Tuesday 23 February 2016, Sydney: Prostate Cancer Foundation of Australia (PCFA) and the Movember Foundation have today announced funding towards two new clinical trials to address significant research questions that will potentially revolutionise the way prostate cancers are monitored and treated. These clinical trials involve the testing of a new scanning technique and the role of Vitamin D in preventing progression of prostate cancer.

The clinical trial team headed by Professor Howard Gurney from Macquarie University, will undertake a phase II randomised controlled trial of high dose Vitamin D on men with prostate cancer. This important trial aims to establish whether Vitamin D supplementation is safe, effective and whether it can prevent prostate cancer progression. If Vitamin D supplementation is found to prevent prostate cancer progression it will become the basis for a phase III trial.

The outcomes of this trial have the potential to reduce the anxiety of men with low- to intermediate-risk prostate cancer. It will allow them to take control of managing their cancer during clinical monitoring, improve perseverance of active surveillance and consequently reduce the uptake of unnecessary active treatment.

Associate Professor Michael Hofman and his team at Peter MacCallum Cancer Centre, will study the impact of PSMA PET/CT (prostate specific membrane antigen positron emission tomography/computed tomography) imaging in the management of prostate cancer. This new type of scan provides whole body images of prostate cancer spread.

Early experience suggests this new technology is of value in scanning for prostate cancer relapse. The trial will be undertaken at multiple centres around Australia and will compare PSMA- PET/CT to conventional imaging. If effective, this technique could result in significant changes to patient management.

Associate Professor Anthony Lowe says the opportunity for PCFA and the Movember Foundation to fund the two new trials is a very positive step.

"These are both very interesting trials with great potential to improve our knowledge about how to fight prostate cancer. We eagerly await the outcomes of these trials and wish Professors Hofman and Gurney the very best with their inspiring work," he said.

Paul Villanti, Executive Director of Programs at the Movember Foundation, highlighted the importance of funding clinical trials as a mechanism that provides immediate benefit to men with prostate cancer.

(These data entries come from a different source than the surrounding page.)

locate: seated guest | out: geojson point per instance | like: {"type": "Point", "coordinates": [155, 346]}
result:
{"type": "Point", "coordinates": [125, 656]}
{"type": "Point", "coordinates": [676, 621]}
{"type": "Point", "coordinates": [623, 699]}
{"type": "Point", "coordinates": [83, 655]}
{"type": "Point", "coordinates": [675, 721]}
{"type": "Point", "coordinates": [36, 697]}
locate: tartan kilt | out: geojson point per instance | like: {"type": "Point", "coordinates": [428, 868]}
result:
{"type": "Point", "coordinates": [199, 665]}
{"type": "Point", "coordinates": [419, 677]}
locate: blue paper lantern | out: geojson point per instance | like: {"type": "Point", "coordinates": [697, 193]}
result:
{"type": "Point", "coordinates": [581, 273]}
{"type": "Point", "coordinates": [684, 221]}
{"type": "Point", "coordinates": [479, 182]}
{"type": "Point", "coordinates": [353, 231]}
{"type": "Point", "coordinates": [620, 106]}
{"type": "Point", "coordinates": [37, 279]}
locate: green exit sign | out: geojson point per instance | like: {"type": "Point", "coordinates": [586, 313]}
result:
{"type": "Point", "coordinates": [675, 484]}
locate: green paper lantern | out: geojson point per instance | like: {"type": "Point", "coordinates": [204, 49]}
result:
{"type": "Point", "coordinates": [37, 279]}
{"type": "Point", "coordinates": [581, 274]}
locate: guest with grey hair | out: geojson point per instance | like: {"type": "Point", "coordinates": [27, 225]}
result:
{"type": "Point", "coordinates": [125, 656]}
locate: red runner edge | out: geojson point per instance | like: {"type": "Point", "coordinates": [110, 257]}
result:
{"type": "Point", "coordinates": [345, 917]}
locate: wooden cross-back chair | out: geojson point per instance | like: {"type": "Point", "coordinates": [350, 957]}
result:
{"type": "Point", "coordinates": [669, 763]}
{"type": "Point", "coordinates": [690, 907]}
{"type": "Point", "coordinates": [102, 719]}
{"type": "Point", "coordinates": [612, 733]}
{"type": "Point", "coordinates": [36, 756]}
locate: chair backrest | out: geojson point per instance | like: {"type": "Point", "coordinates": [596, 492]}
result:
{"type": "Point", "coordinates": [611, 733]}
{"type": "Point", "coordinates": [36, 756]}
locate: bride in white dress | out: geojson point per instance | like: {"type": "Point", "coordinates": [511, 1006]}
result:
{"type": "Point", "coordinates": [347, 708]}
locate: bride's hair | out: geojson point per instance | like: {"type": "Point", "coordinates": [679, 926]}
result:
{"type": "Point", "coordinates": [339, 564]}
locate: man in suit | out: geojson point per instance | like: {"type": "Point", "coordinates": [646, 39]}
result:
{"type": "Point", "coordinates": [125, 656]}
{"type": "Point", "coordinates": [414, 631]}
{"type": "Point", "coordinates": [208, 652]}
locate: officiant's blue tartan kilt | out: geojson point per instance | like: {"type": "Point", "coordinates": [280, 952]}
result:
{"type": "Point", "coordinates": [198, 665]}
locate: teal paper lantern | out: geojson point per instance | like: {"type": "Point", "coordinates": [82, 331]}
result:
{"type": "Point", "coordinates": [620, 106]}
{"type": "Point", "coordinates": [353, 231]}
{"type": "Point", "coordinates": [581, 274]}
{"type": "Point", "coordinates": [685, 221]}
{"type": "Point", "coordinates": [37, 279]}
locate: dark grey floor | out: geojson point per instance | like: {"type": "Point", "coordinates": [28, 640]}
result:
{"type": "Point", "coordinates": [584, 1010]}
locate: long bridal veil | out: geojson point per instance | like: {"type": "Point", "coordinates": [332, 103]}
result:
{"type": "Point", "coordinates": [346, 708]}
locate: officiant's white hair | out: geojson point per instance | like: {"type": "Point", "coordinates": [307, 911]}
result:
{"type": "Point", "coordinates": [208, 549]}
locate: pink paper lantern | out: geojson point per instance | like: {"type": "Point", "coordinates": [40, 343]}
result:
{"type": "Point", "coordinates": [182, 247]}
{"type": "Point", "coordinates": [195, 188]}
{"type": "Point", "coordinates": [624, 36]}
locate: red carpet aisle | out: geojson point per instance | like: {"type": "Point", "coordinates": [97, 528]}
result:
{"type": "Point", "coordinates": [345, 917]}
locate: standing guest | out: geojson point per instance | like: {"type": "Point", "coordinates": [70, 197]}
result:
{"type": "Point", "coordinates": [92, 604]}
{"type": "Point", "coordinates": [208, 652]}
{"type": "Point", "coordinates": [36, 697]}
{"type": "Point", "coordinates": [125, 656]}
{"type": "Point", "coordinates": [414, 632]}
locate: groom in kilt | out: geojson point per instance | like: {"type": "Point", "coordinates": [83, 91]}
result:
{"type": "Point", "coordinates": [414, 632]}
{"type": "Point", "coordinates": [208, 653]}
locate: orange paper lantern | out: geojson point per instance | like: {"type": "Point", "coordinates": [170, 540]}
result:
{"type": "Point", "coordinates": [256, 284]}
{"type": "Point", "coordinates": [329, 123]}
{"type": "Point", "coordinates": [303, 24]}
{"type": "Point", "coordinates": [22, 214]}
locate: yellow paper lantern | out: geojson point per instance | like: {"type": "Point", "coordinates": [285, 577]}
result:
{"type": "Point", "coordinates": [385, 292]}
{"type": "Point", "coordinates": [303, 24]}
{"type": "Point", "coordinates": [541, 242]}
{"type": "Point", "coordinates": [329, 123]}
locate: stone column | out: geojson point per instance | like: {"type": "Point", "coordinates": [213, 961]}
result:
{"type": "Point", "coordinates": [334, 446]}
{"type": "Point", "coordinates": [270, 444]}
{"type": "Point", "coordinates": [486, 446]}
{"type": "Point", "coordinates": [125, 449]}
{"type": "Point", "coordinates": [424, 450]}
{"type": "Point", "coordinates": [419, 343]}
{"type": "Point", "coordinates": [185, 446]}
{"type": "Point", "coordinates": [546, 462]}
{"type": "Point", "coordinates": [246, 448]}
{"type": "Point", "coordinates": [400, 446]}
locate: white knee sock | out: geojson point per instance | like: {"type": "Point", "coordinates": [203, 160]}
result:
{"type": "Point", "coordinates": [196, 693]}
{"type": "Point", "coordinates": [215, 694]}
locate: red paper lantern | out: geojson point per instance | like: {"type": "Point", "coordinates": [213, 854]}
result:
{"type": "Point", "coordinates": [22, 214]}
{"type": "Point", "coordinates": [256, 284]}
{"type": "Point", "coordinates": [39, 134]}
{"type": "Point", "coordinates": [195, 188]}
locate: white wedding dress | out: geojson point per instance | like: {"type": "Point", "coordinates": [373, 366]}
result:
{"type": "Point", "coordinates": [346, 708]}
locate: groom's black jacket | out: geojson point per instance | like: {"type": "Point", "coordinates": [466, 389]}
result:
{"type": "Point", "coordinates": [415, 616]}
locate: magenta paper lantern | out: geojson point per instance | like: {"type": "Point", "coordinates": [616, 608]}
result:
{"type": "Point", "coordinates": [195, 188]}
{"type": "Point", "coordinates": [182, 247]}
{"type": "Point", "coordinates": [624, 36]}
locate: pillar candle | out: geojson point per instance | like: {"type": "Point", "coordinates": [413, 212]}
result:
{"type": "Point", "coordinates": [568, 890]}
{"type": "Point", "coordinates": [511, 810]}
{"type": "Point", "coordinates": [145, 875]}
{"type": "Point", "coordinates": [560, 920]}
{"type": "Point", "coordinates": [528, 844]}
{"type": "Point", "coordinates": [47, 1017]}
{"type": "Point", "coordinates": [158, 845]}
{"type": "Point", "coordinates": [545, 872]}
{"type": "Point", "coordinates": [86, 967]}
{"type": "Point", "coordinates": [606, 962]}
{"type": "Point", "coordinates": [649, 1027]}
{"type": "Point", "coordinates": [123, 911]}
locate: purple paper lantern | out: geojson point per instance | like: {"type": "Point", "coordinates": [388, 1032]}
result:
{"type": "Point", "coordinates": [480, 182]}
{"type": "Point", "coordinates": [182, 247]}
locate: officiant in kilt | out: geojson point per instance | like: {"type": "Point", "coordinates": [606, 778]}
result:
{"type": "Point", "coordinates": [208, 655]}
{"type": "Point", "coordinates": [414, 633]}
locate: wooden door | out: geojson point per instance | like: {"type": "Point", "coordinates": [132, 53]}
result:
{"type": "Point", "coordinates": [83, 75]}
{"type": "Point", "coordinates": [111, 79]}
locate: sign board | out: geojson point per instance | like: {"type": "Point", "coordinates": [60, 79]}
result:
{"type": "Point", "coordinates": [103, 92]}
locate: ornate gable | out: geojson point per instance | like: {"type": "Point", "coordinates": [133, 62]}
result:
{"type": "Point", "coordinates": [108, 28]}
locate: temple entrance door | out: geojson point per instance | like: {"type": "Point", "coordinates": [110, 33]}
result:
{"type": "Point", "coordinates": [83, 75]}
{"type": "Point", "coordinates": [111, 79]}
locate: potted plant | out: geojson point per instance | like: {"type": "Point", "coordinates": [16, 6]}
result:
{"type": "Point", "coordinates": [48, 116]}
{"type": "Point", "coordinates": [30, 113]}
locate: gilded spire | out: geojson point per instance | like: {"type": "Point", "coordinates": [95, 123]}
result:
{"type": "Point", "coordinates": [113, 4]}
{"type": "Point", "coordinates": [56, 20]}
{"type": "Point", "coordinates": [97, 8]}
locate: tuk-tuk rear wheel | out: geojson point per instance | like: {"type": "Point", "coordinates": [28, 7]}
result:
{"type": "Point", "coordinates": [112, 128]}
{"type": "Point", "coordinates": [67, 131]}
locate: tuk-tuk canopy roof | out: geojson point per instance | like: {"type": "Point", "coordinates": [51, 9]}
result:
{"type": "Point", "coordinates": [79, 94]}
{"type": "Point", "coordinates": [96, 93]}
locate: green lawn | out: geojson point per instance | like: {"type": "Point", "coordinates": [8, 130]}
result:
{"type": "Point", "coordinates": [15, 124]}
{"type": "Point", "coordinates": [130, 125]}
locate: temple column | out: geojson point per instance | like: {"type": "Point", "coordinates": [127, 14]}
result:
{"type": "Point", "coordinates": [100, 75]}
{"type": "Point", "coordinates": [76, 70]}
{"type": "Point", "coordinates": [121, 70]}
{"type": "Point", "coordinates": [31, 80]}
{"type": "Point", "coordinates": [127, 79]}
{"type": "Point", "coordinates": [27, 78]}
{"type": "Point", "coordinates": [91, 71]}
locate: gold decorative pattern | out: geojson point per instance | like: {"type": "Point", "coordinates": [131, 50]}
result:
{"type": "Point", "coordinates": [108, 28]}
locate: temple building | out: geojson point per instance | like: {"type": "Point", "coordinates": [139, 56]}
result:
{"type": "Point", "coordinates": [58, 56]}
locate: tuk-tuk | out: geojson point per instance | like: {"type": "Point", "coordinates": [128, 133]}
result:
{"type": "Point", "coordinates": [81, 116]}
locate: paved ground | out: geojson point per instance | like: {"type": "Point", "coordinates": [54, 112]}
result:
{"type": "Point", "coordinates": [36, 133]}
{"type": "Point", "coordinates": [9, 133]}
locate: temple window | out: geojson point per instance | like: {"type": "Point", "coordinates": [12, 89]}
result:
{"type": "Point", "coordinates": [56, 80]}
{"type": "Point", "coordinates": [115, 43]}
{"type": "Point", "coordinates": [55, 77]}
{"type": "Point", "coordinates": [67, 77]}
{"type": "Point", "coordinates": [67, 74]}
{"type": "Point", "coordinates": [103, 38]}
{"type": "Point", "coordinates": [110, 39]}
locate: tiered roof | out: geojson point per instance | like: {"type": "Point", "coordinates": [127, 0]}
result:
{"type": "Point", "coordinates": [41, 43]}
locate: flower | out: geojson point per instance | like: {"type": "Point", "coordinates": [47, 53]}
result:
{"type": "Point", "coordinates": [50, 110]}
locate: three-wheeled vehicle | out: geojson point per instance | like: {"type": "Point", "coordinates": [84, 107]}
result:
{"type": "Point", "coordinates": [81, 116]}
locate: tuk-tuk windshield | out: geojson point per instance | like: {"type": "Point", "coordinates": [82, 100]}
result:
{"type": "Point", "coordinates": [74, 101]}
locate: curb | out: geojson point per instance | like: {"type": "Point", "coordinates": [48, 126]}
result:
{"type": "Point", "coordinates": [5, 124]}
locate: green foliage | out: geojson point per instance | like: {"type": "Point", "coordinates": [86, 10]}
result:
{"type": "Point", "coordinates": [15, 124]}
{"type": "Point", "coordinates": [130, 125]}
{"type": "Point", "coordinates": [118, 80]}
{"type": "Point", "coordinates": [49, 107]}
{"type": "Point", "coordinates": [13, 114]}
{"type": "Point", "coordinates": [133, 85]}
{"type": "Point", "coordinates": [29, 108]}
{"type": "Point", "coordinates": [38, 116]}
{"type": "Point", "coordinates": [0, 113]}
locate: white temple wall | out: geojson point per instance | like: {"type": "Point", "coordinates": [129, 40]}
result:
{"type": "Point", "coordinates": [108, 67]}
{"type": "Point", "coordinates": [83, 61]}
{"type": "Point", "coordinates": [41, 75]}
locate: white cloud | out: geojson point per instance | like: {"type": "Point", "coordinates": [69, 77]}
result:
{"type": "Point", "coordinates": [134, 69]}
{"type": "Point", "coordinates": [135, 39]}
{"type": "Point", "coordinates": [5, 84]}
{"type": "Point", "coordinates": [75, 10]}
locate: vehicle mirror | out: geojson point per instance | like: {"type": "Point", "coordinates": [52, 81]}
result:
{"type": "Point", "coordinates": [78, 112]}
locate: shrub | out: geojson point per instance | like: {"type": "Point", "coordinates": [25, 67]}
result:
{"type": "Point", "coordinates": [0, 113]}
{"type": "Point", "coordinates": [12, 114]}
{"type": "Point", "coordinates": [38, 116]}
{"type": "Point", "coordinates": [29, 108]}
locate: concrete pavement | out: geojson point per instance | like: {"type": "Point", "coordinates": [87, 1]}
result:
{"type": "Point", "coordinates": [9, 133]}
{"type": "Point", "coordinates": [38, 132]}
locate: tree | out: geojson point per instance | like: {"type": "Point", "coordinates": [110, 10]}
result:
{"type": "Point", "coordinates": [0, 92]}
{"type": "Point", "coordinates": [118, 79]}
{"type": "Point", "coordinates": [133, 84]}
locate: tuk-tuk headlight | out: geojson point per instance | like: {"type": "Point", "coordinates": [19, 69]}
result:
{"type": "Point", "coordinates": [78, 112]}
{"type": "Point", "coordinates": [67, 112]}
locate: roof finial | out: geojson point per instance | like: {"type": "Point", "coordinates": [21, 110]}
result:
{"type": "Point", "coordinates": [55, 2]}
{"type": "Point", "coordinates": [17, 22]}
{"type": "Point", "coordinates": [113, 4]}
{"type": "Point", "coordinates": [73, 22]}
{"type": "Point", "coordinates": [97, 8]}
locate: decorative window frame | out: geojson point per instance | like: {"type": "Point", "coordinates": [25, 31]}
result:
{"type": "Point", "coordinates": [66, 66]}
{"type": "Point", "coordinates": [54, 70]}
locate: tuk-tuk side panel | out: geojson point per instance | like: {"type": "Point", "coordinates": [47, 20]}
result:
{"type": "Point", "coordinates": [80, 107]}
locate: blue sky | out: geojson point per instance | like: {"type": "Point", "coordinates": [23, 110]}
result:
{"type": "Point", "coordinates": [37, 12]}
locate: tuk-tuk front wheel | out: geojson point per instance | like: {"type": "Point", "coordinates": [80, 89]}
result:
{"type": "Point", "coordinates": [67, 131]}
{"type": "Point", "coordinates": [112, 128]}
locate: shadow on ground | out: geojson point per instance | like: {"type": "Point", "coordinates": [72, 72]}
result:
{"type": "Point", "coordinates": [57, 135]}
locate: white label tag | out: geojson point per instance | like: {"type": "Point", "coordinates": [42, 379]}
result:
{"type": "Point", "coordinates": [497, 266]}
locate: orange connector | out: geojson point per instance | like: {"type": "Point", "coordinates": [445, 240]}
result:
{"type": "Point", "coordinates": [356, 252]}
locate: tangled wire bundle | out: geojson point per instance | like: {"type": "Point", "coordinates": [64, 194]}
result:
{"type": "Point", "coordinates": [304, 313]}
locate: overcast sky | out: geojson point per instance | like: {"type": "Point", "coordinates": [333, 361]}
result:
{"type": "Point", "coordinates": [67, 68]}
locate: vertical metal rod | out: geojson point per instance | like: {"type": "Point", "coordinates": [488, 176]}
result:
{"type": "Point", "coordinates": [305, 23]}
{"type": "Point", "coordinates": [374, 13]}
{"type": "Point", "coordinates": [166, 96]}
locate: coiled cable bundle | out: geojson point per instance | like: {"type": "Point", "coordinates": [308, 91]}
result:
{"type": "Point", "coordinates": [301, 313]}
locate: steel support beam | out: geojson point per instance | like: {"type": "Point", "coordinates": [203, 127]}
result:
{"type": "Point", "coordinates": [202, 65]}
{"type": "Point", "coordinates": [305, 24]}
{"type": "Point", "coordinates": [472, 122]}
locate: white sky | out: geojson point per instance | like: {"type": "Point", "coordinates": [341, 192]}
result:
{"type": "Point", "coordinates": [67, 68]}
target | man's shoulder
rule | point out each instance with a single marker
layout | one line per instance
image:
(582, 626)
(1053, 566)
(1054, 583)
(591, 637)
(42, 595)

"We are now seeing great momentum in new tests and treatments that slow the progression of prostate cancer. The Movember Foundation is committed to strengthening our investment in clinical trials in Australia to build on this momentum,” he said. “It also enables Australian based trials to contribute to the global effort of reducing the pain and suffering from prostate cancer."

PCFA and the Movember Foundation continue to work collaboratively to support translational research. More than $53 million has been invested nationally into prostate cancer research since 2004.